O futuro político dos EUA se aproxima do autoritarismo competitivo, um modelo em que as eleições continuam a ocorrer, mas o governo manipula as instituições para dificultar a competição justa, como já ocorre em países como Venezuela, Hungria e Turquia. A politização da burocracia estatal é um dos primeiros passos dessa transição. A “Schedule F”, um decreto que permite substituir milhares de servidores de carreira por aliados políticos, abre caminho para que agências como o FBI, o Departamento de Justiça e o IRS sejam usadas como instrumentos de repressão contra opositores. O uso seletivo da justiça para processar adversários também se intensifica, atingindo desde políticos até jornalistas e acadêmicos. Leis vagas sobre “terrorismo” podem ser aplicadas para revogar a isenção fiscal de organizações contrárias ao governo, limitando o financiamento de grupos de direitos civis e instituições acadêmicas.
A maior ameaça à democracia americana, no entanto, não é apenas a investida autoritária do governo, mas a passividade dos setores que poderiam resistir. Empresários que antes criticavam Trump agora buscam favores governamentais, temendo retaliação econômica. Corporações de tecnologia e mídia, que anteriormente financiavam iniciativas democráticas, evitam confrontos diretos, praticando autocensura.

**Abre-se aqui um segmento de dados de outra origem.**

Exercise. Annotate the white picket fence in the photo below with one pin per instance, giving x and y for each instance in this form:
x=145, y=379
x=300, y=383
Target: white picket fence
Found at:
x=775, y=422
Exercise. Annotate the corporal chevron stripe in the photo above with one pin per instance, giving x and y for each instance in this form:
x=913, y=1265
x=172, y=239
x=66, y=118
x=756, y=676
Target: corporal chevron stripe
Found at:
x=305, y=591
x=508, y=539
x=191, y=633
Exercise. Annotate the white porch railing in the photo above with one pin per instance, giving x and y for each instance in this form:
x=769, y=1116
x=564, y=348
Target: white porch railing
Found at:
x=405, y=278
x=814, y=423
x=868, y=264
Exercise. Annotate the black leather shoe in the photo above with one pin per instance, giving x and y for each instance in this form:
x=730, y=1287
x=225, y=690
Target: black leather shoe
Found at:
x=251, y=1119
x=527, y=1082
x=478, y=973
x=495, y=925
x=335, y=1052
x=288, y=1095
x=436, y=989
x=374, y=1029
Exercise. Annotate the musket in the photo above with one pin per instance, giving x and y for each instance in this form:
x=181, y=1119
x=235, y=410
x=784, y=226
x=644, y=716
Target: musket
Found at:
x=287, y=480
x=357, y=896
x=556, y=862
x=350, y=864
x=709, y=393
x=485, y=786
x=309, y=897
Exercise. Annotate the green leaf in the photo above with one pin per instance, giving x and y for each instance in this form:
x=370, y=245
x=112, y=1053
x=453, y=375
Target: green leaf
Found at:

Esse ambiente de acomodação e medo favorece a consolidação do autoritarismo, pois regimes desse tipo prosperam quando a oposição é silenciada pela intimidação e pela desesperança.
Mesmo com instituições robustas, como o sistema judicial, a divisão de poderes e uma sociedade civil organizada, esses mecanismos só serão eficazes se houver uma resistência ativa. Regimes autoritários dependem do medo e da conformidade para se consolidarem, mas história mostra que esses sistemas só se mantêm enquanto não encontram oposição determinada. O macartismo e o racismo institucionalizado só foram superados nos EUA porque houve resistência. Agora, os americanos novamente enfrentam um momento crítico: aceitar um futuro de autoritarismo crescente ou agir para preservar a democracia.